At age 17, Ritesh Agarwal spent three months living out of a suitcase. His mom wanted him to get an engineering degree; instead, he began hopping among dozens of inns and bed-and-breakfasts throughout India, briefly manning reception desks and cleaning rooms at one of them. It was research, he says, for an online database of reliable places to stay. By the end of that trek, in 2011, he was convinced the industry’s biggest problem was a lack of consistent quality, especially among the independent budget hotels that make up almost 60 percent of India’s $7.2 billion lodging market. Respectable-looking exteriors often hid leaky faucets and stained sheets.

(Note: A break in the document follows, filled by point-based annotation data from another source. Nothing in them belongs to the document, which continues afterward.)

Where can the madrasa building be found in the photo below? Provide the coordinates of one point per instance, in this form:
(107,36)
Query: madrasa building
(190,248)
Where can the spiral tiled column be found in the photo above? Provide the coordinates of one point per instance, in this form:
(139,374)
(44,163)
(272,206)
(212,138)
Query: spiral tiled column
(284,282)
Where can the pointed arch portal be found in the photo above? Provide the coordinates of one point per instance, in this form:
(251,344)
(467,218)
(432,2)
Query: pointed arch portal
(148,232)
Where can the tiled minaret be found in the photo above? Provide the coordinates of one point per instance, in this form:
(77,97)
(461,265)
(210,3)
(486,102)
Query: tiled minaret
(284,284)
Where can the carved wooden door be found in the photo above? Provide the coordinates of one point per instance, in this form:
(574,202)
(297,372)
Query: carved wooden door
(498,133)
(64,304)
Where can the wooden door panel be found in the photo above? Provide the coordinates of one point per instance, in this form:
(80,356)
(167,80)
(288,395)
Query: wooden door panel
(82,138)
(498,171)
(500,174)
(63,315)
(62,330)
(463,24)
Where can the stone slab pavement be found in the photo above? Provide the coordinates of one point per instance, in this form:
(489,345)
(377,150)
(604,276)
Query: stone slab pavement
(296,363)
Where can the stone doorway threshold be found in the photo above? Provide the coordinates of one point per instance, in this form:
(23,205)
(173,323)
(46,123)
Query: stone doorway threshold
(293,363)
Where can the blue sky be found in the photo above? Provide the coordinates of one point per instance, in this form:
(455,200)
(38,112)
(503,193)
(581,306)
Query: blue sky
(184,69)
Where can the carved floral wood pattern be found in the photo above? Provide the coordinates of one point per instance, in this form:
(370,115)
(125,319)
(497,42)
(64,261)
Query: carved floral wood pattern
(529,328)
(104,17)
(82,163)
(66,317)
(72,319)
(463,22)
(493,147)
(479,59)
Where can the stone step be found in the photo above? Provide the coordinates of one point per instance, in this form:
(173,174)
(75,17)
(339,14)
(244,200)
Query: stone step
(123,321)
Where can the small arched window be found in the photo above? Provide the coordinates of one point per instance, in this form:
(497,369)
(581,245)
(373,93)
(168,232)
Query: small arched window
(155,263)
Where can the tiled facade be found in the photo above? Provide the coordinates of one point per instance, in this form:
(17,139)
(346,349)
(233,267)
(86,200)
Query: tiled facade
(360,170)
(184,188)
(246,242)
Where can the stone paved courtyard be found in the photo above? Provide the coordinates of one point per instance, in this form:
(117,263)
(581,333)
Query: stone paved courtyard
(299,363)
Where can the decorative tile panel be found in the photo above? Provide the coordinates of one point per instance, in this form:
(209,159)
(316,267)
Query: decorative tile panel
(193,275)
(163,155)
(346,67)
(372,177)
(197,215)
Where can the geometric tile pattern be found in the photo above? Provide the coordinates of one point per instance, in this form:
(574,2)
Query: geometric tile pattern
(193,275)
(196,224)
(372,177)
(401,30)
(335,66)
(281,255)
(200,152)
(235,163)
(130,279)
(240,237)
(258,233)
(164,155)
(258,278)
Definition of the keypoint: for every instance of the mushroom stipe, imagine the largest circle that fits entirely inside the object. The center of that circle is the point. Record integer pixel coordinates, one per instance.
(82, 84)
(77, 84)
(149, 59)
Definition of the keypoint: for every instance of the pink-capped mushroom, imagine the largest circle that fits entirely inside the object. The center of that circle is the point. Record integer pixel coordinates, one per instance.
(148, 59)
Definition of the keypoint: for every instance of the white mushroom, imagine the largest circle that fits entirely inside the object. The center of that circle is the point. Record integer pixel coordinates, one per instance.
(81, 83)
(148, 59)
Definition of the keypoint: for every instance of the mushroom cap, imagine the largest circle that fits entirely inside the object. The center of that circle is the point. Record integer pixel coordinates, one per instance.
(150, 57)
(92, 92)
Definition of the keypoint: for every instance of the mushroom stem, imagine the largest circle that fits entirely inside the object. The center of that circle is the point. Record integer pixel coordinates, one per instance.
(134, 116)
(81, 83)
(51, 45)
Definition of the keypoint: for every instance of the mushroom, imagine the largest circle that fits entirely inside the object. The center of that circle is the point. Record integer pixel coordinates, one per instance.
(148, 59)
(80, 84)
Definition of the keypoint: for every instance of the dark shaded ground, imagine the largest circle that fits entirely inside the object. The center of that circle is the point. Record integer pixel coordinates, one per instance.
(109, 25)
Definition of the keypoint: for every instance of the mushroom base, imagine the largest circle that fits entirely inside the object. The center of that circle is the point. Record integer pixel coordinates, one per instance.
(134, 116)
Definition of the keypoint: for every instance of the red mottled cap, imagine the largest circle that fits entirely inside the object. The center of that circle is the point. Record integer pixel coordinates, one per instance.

Agarwal’s solution was a hotel-booking app called Oyo Rooms, which lets room seekers choose from an approved list his team has selected based on certain minimum standards of service, cleanliness, and safety. The hoteliers agree to maintain those standards and a price. Oyo takes a 10 percent to 30 percent cut of the bookings. “When you book a room through Oyo, you know exactly what you’re going to get,” Agarwal says.

Founded in New Delhi in 2013, the company says it lists about 30,000 rooms in 120 Indian cities. Hundreds of staffers in the field evaluate properties on 200 factors, from the quality of mattresses and linens to maximum and minimum shower temperatures, according to the company’s vice president for product management, Anurag Gaggar. Hotel owners are often asked to buy new linen or apply a fresh coat of paint to get or maintain their Oyo listing, Gaggar says. Field staffer Krishan Kumar says he visits 32 hotels each week, recording the details of his inspections on his smartphone.

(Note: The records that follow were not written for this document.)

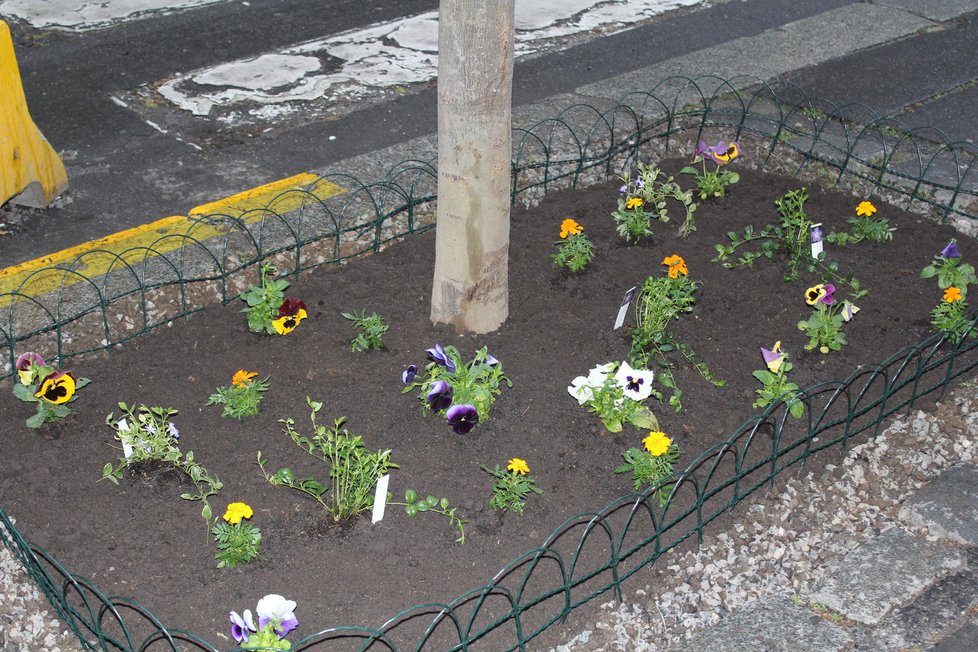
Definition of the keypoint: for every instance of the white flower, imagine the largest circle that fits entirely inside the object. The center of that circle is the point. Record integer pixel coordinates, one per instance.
(278, 611)
(581, 390)
(636, 383)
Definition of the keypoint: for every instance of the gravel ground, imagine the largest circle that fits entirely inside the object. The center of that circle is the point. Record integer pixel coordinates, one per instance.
(780, 548)
(790, 535)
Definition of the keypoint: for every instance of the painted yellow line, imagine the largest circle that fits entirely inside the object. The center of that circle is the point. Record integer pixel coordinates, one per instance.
(97, 257)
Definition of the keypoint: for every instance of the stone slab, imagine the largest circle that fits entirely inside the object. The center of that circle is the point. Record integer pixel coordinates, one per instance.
(884, 573)
(771, 625)
(899, 73)
(947, 506)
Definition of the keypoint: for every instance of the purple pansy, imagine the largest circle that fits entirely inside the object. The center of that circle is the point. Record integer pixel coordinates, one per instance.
(462, 418)
(439, 357)
(951, 250)
(242, 628)
(439, 395)
(409, 374)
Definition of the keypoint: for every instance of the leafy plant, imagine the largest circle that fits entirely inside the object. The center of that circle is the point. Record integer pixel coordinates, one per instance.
(776, 386)
(574, 249)
(713, 183)
(242, 397)
(463, 392)
(662, 300)
(49, 390)
(269, 310)
(645, 199)
(615, 392)
(148, 434)
(371, 331)
(413, 505)
(864, 227)
(651, 464)
(512, 486)
(953, 277)
(353, 469)
(237, 542)
(824, 325)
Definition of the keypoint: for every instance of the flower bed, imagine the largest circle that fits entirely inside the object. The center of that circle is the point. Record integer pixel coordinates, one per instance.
(141, 540)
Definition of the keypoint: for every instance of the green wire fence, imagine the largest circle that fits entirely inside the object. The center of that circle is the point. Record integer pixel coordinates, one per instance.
(213, 260)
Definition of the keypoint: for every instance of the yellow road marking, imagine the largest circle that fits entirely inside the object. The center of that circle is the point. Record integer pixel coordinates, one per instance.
(92, 259)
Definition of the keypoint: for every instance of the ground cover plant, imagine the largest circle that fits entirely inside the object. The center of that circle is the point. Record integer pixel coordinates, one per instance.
(139, 539)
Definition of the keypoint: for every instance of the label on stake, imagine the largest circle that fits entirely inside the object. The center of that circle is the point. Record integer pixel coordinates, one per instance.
(380, 499)
(623, 309)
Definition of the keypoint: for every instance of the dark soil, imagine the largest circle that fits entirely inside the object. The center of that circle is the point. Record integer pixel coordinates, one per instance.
(141, 540)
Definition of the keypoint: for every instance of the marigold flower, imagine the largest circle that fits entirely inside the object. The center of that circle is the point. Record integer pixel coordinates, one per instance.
(657, 443)
(237, 511)
(517, 466)
(243, 378)
(676, 265)
(865, 208)
(57, 387)
(569, 227)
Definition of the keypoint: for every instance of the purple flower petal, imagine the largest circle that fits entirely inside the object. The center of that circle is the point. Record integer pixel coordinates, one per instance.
(439, 357)
(951, 250)
(462, 418)
(439, 396)
(409, 374)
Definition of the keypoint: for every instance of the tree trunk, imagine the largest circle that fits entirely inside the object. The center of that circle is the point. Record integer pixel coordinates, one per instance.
(475, 83)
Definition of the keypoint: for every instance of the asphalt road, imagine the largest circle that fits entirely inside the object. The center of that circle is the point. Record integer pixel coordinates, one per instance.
(122, 172)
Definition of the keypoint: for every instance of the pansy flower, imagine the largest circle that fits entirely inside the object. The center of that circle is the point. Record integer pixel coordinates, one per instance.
(676, 265)
(242, 627)
(439, 395)
(278, 611)
(569, 227)
(657, 443)
(57, 387)
(440, 358)
(821, 293)
(517, 466)
(24, 363)
(243, 378)
(409, 374)
(865, 208)
(237, 511)
(290, 314)
(773, 357)
(951, 250)
(636, 383)
(462, 418)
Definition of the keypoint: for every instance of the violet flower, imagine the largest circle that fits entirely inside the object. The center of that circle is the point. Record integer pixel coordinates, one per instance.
(462, 418)
(409, 374)
(278, 611)
(439, 357)
(439, 396)
(951, 250)
(242, 628)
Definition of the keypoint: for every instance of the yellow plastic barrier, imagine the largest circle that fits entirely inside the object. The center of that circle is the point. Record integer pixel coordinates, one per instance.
(31, 173)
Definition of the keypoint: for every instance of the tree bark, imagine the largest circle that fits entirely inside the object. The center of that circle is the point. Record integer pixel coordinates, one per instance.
(475, 81)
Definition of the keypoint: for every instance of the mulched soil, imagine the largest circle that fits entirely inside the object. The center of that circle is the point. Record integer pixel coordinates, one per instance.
(141, 540)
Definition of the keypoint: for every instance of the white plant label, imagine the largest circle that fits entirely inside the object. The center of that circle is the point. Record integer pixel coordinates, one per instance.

The next step, Agarwal says, is to incorporate more customer feedback, using poor reviews to encourage repairs. “If you can’t track it, you can’t make it nicer,” he says.

Agarwal seeded Oyo with $50,000 from a local startup accelerator, but he credits the company’s continued existence largely to a $100,000 fellowship from Peter Thiel, the PayPal co-founder who subsidizes students who drop out to start a company. Since then, Oyo has collected $125 million in venture funding from the likes of Sequoia Capital and Japanese telecommunications company SoftBank, and it claims to be doing about $200 million in bookings a year. There’s plenty of room for growth, Agarwal says. India has about two hotel rooms for every 10,000 people, compared with 40 in China and 200 in the U.S. India’s chain-hotel inventory will rise 30 percent by 2020, consulting firm HVS estimates.

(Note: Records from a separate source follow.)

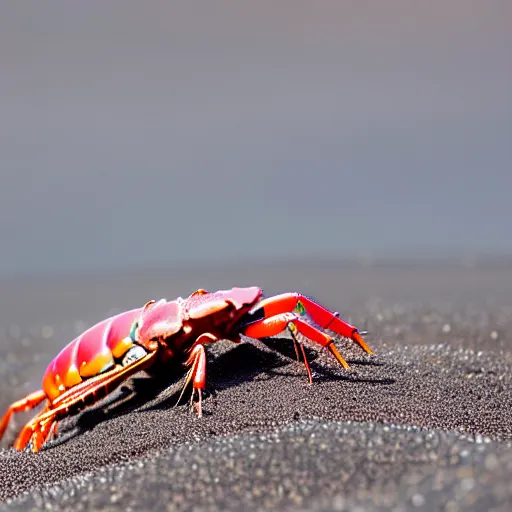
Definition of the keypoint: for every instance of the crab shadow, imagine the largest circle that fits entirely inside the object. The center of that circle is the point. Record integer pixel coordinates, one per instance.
(232, 367)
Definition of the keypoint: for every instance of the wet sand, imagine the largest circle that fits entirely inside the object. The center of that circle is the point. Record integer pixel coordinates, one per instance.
(425, 424)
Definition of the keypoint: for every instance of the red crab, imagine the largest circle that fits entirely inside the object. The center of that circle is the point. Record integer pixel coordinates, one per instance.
(99, 360)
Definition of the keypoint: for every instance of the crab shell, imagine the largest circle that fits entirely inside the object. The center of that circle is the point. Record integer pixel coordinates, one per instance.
(169, 324)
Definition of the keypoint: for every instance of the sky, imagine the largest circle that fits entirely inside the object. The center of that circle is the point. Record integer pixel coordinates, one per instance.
(140, 134)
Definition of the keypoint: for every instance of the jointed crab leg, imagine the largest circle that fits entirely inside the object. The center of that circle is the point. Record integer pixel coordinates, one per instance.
(40, 426)
(300, 304)
(278, 323)
(25, 404)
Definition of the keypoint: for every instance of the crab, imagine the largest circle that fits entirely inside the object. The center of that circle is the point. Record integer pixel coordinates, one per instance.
(99, 360)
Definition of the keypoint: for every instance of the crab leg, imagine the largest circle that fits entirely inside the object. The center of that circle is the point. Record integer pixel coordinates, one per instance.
(197, 372)
(299, 304)
(25, 404)
(276, 324)
(39, 427)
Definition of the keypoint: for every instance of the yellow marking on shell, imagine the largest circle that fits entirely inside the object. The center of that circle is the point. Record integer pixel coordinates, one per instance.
(122, 347)
(58, 382)
(97, 364)
(50, 388)
(72, 377)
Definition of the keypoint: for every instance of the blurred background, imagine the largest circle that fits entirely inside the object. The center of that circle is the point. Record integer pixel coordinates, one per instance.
(150, 134)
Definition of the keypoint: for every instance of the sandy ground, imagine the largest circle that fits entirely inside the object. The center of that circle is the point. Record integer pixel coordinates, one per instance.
(425, 424)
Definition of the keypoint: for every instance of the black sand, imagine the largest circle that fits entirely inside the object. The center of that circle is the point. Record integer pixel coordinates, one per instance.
(423, 425)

Oyo’s founder comes with some baggage. A January investigation by Indian newspaper Livemint alleged that he pushed out early partners, withheld employee pay, and presented investors with inflated listings numbers. (Agarwal denies all of that.) In addition, many Indians aren’t yet convinced that hotels are a worthwhile investment. The country’s big chains reported a 57 percent occupancy rate last year, an eight-year low, as more travelers stayed with relatives. “There are lots of hotels where customers go in thinking, ‘Will there be rats in my room?’ ” says Chetan Kapoor, an analyst at researcher Phocuswright.